Class AbstractWordTokenizer

java.lang.Object
com.swabunga.spell.event.AbstractWordTokenizer
All Implemented Interfaces:
WordTokenizer
Direct Known Subclasses:
FileWordTokenizer, StringWordTokenizer

public abstract class AbstractWordTokenizer extends Object implements WordTokenizer
This class tokenizes a input string.

It also allows for the string to be mutated.
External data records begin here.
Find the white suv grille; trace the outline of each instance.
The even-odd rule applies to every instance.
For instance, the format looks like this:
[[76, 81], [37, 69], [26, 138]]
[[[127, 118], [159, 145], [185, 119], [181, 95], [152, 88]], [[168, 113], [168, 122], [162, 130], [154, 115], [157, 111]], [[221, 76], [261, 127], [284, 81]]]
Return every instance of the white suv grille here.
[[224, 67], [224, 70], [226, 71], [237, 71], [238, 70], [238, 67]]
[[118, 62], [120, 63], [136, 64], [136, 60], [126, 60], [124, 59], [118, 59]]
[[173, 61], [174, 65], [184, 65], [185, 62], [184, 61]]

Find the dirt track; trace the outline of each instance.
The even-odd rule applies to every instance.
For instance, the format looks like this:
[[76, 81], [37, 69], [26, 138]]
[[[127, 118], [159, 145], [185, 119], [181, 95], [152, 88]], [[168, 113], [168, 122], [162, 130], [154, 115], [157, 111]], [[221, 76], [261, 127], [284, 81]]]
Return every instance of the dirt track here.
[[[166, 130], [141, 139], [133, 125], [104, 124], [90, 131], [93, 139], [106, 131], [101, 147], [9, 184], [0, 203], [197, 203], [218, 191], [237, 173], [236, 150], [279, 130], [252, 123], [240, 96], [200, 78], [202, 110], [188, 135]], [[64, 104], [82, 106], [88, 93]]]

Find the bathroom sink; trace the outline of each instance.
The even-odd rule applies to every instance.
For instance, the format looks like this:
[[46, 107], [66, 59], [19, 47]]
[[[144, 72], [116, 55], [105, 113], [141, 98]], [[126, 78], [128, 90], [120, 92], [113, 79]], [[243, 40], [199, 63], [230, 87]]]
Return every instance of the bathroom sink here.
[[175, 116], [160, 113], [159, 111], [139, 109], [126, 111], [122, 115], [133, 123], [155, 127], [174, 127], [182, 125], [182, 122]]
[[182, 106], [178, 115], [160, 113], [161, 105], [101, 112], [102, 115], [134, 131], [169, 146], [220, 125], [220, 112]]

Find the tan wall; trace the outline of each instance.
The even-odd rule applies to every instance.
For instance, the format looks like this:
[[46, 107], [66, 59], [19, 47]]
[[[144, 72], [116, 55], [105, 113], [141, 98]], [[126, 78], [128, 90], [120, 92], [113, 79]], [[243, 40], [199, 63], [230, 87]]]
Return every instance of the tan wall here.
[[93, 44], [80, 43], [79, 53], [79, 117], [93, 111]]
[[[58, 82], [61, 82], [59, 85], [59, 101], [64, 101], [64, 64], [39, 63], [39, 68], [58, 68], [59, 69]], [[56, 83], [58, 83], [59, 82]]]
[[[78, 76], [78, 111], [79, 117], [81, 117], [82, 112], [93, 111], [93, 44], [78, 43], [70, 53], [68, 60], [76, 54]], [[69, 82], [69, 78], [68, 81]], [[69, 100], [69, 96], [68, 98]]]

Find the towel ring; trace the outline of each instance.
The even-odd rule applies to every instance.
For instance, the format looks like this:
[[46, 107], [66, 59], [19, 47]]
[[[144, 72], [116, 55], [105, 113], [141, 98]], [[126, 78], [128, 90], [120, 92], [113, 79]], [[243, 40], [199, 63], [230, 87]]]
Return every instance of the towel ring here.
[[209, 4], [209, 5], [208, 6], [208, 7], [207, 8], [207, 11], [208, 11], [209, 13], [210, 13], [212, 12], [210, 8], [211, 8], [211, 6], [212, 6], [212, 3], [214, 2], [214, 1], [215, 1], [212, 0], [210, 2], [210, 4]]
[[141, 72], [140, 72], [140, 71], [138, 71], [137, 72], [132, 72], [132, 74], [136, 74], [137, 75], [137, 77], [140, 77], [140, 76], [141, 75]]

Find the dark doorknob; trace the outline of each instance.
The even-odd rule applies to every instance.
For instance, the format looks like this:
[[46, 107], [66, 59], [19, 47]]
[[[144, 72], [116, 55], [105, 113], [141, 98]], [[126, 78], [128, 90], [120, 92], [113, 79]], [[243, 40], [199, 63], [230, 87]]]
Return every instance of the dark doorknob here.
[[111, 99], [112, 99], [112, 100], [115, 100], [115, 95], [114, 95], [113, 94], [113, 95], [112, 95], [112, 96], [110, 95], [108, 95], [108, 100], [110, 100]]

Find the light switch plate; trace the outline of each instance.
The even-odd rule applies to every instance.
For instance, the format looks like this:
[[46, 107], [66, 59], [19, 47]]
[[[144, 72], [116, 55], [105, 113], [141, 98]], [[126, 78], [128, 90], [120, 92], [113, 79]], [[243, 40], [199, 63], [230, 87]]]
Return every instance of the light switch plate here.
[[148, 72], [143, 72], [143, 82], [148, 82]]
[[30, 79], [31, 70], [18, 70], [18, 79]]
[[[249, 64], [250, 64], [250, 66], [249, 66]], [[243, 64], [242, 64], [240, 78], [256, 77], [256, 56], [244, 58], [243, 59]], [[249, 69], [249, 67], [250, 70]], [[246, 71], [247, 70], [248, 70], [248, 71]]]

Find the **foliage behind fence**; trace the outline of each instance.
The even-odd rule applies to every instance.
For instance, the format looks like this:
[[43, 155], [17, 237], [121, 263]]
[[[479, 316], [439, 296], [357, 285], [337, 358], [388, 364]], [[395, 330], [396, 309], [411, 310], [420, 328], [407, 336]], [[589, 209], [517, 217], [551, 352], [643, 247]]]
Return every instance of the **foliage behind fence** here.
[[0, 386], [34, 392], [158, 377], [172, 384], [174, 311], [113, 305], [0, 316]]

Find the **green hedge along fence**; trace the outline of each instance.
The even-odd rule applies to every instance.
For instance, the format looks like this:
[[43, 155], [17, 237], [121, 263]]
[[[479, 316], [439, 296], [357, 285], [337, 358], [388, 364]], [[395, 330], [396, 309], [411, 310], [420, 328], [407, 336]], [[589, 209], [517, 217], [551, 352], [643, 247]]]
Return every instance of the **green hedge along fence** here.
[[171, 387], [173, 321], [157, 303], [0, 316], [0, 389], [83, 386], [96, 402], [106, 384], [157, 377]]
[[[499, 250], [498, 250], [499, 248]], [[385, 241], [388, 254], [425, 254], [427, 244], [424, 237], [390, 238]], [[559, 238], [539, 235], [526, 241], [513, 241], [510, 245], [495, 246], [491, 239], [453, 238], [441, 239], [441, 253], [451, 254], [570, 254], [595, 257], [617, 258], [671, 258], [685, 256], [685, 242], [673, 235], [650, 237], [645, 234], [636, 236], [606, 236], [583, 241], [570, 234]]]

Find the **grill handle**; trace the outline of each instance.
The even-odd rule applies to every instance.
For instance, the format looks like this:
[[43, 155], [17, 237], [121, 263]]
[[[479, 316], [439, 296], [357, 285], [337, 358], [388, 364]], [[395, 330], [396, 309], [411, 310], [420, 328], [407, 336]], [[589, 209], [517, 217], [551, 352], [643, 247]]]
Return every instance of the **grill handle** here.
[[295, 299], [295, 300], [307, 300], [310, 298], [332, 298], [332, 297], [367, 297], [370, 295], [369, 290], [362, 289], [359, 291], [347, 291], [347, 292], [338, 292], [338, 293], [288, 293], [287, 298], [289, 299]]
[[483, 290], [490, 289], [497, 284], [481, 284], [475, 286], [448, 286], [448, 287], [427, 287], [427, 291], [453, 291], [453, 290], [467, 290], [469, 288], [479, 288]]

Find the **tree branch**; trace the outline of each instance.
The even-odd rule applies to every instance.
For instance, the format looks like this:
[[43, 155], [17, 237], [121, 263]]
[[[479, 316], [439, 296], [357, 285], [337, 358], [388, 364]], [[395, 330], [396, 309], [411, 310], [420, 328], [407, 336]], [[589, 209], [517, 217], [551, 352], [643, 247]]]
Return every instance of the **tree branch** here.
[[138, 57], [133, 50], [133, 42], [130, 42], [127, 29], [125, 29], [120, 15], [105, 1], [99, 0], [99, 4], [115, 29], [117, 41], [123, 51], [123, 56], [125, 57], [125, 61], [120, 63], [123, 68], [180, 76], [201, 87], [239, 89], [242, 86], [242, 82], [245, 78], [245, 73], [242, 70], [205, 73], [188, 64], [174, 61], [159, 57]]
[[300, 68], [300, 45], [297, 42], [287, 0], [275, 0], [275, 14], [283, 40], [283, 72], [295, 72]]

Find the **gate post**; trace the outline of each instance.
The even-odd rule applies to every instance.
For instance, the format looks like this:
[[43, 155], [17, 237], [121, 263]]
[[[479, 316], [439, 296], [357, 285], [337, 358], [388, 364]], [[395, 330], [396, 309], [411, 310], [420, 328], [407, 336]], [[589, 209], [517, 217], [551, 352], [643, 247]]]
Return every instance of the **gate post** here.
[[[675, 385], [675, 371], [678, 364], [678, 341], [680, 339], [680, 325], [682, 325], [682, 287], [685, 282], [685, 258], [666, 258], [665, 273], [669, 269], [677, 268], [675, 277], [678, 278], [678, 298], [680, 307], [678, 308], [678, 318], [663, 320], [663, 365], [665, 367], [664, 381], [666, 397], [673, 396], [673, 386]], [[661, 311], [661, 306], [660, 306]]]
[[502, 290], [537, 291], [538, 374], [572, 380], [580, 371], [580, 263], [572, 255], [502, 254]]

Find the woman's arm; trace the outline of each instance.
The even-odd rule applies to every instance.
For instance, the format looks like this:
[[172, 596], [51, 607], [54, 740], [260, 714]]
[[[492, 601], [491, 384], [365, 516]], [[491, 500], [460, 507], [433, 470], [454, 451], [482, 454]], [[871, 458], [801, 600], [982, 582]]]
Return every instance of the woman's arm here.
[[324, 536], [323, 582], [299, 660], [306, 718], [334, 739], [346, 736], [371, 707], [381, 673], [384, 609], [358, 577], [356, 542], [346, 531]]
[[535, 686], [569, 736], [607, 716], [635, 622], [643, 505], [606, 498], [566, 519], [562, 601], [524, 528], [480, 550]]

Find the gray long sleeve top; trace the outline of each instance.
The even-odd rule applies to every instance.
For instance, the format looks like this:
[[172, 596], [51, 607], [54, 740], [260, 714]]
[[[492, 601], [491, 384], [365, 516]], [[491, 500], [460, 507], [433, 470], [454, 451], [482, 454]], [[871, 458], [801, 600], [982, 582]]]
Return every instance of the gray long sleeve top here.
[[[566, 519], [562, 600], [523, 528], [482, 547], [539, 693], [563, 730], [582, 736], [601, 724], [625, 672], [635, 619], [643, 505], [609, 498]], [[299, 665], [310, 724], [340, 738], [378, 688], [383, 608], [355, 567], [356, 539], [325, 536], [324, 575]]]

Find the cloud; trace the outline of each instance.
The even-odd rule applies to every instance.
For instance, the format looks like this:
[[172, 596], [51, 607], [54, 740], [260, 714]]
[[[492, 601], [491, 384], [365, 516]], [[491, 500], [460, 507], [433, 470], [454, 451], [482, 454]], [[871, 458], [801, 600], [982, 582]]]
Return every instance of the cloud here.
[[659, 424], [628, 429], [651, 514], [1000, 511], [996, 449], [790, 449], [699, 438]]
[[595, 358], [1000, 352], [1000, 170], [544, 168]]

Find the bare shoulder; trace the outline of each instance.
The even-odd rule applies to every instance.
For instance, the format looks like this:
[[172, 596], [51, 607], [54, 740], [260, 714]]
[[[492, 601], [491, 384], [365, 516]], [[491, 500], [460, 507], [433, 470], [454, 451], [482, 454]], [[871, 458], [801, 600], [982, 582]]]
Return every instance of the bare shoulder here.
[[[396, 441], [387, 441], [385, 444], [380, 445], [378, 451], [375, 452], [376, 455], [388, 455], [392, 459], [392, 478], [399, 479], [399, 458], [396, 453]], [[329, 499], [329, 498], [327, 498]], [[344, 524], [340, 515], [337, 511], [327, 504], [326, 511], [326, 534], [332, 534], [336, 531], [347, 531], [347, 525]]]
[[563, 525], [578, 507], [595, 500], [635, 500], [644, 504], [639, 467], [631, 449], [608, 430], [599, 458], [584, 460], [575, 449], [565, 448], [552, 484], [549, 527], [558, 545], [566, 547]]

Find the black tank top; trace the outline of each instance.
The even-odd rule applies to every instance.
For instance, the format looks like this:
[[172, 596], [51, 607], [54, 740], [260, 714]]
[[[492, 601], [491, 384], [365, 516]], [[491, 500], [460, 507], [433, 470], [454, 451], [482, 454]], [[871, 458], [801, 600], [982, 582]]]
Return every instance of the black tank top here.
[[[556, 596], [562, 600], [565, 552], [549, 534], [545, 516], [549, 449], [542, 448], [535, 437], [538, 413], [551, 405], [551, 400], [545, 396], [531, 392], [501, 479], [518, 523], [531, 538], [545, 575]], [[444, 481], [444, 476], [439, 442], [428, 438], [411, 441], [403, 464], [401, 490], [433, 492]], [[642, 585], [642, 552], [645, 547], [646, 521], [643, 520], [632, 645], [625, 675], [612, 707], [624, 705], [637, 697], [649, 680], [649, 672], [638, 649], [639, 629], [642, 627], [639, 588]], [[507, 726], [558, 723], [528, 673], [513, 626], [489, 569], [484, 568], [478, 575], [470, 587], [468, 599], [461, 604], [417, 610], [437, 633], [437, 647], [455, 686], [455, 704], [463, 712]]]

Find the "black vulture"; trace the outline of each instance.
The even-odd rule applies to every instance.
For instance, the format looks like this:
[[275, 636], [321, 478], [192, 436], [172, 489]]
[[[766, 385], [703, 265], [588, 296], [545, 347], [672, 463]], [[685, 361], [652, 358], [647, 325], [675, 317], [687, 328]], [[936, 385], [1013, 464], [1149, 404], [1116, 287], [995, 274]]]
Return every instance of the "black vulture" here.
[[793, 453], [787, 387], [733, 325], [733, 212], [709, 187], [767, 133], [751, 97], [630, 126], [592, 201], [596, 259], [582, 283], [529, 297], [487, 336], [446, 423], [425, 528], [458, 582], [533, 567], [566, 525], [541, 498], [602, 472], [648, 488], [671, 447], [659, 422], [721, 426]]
The result after the spell checking is completed is available to the call to getFinalText

Author:
Jason Height(jheight@chariot.net.au), Anthony Roy (ajr@antroy.co.uk)
  • Field Details

    • currentWord

      protected Word currentWord
      The word being analyzed
    • finder

      protected WordFinder finder
      The word finder used to filter out words which are non pertinent to spell checking
    • sentenceIterator

      protected BreakIterator sentenceIterator
      An iterator to work through the sentence
    • wordCount

      protected int wordCount
      The cumulative word count that have been processed
  • Constructor Details

    • AbstractWordTokenizer

      public AbstractWordTokenizer(String text)
      Creates a new AbstractWordTokenizer object.
      Parameters:
      text - the text to process.
    • AbstractWordTokenizer

      public AbstractWordTokenizer(WordFinder wf)
      Creates a new AbstractWordTokenizer object.
      Parameters:
      wf - the custom WordFinder to use in searching for words.
  • Method Details

    • getCurrentWordCount

      public int getCurrentWordCount()
      Returns the current number of words that have been processed
      Specified by:
      getCurrentWordCount in interface WordTokenizer
      Returns:
      number of words so far iterated.
    • getCurrentWordEnd

      public int getCurrentWordEnd()
      Returns the end of the current word in the text
      Specified by:
      getCurrentWordEnd in interface WordTokenizer
      Returns:
      index in string of the end of the current word.
      Throws:
      WordNotFoundException - current word has not yet been set.
    • getCurrentWordPosition

      public int getCurrentWordPosition()
      Returns the index of the start of the current word in the text
      Specified by:
      getCurrentWordPosition in interface WordTokenizer
      Returns:
      index in string of the start of the current word.
      Throws:
      WordNotFoundException - current word has not yet been set.
    • hasMoreWords

      public boolean hasMoreWords()
      Returns true if there are more words that can be processed in the string
      Specified by:
      hasMoreWords in interface WordTokenizer
      Returns:
      true if there are further words in the text.
    • nextWord

      public String nextWord()
      Returns searches for the next word in the text, and returns that word.
      Specified by:
      nextWord in interface WordTokenizer
      Returns:
      the string representing the current word.
      Throws:
      WordNotFoundException - search string contains no more words.
    • replaceWord

      public abstract void replaceWord(String newWord)
      Replaces the current word token
      Specified by:
      replaceWord in interface WordTokenizer
      Parameters:
      newWord - replacement word.
      Throws:
      WordNotFoundException - current word has not yet been set.
    • getContext

      public String getContext()
      Returns the current text that is being tokenized (includes any changes that have been made)
      Specified by:
      getContext in interface WordTokenizer
      Returns:
      the text being tokenized.
    • isNewSentence

      public boolean isNewSentence()
      returns true if the current word is at the start of a sentence
      Specified by:
      isNewSentence in interface WordTokenizer
      Returns:
      true if the current word starts a sentence.
      Throws:
      WordNotFoundException - current word has not yet been set.